Jeremy Renner spoke exclusively with uInterview about his role in upcoming film Wind River, directed by Taylor Sheridan.

JEREMY RENNER EXCLUSIVE

The film opens with Renner’s character Cory finding a girl’s dead body while hunting on an Indian reservation in Wyoming. “Upon investigating it, he realizes he knows this girl, and it’s his best friend’s daughter,” Renner explains. “So the feds are brought in to figure out who did it, and she’s played by Elizabeth Olsen. She sort of hires me, or asks me to help her navigate the vast world on the reservation.”

Of working with Olsen, Renner said he had a blast. “She’s such a trooper, she was on the picture for a good 9 months prior to me getting involved in, o she did a lot of gun training so I was always really impressed by how much dedication and how much time spent to make the character really believable. She crossed all her t’s and dotted al her Is and she was on point, and she just a lovely human to collaborate with… it was something that we had to work together intimately in the snow… and then we’d go have a nice glass of wine and a nice meal at the end of the day, and hit repeat, and keep doing it, it’s fantastic.”

“I was really attracted initially to the writing and the landscape and also just dealing with loss… where does fortitude come from, how is it built,” Renner explained of his interest in the script. Much of the film focuses violence against Native American women, as well as toward Natives Americans in general, a cause that Renner feels strongly about. “There were a lot of things that were important to me, and I never want to scream and shout from a soap box about anything topical, I’d want to actually show it. It’s topical, just about life for indigenous people and reservation life, just for women in general.”

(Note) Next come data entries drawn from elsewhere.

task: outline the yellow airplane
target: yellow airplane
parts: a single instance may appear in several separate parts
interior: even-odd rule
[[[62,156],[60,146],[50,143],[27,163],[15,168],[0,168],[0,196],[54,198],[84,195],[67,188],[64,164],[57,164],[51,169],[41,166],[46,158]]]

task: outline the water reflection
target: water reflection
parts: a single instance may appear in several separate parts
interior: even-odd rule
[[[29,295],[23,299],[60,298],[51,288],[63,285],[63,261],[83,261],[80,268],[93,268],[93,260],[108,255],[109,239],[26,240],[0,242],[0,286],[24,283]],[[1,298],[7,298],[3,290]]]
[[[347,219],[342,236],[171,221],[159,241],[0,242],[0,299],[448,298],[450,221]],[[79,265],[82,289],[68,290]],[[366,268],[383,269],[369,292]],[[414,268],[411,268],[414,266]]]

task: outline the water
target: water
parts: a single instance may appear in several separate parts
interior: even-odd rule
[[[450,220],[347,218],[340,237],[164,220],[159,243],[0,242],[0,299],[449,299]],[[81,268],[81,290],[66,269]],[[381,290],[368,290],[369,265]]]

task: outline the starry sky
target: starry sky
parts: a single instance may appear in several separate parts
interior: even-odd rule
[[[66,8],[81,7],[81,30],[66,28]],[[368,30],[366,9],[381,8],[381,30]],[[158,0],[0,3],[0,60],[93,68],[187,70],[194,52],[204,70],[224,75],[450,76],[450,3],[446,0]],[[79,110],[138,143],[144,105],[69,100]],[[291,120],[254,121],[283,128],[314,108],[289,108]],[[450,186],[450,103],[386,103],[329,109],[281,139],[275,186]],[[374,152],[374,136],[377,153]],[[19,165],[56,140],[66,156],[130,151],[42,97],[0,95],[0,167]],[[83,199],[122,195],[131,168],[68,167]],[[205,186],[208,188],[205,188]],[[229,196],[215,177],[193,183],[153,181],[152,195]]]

Renner also talked about how he first got his start in acting. “I guess it was in a community theater, where I learned that acting was a thing when I was a kid. I got hired from my acting class to go work at that same college at the police academy to help them do real world life training events, [like] a disturbance call or something, or pay me fifty bucks to beat someone up… I was like awesome, this is a cool job,” the actor laughed.